The Bad: Querying is harder
Compared to RavenDB, with relational databases you get querying for free. If your database is normalized to at least third normal form, then if you are able to articulate what you want you can write the SQL for it. Thanks to query optimizers and the amount of effort poured into making these systems performant, even if you join many tables the performance will probably be pretty good. If it isn’t, there’s always a way forward; you can start by adding column indexes, progressing to more read-oriented models that start to denormalize the schema.
With RavenDB querying is not free. For every type of query you want to perform, you must write an index that supports that query. This means you need to carefully structure your documents and indexes to support the queries you need.
Some types of queries are very easy in RavenDB. For example, it’s very simple to write an index that supports queries only on properties of a single document.
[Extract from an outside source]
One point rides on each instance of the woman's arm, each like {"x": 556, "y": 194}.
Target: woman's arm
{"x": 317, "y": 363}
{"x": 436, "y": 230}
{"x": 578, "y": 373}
For example, show me all orders with a price of $8.00 or more where
Price is a property of the
Some queries are more difficult. Joins don’t exist in RavenDB. A more complicated query like show me all orders with a price of $8.00 where the customer name starts with John that would require a join in a relational database requires a map-reduce index in RavenDB. Map-reduce indexes are like materialized views in relational databases. For every type of join you wish to perform, you will need to write an index specifically for that join.
The Ugly: Operations
Writing indexes doesn’t seem so bad until you have to deploy them. Indexes take a long time to build. A really long time. Once you’re in production and have a few million documents, new indexes or changes to existing indexes take hours to deploy. While that index is rebuilding, queries against that index will not return complete data. The deployment process has gotten better in newer versions but we still expect to see indexes take up to 10 hours to rebuild in production and up to 48 hours on slower development servers using our production dataset.
Queries return incorrect results
About once every few million database updates, an index will not be correctly updated based on document changes. For example, imagine an
Order document with a
Price property. If
Price is changed from $8.00 to $6.50, every once in a while the index will fail to update with this change and will still think the price is $8.00. This means if you query for orders with a price higher than $7.50, you’ll get a document that has a price of $6.50 because the index still thinks the price is $8.00.
SQL Replication failures
Similar to indexes not updating correctly, we sometimes experience replication failures when replicating from RavenDB to SQL Server for reports, resulting in differences in what is stored in RavenDB versus what is stored in SQL Server. It’s hard to know what data to trust when there are so many possible points of failure.
RavenDB boils down to a set of engineering tradeoffs and risks. It’s just another tool that might be a good fit depending on your requirements.
If you have very complex data and a very defined or limited set of queries, it might be a great fit for your project. If you have very simple data and unbounded query requirements, it’s likely not a good fit.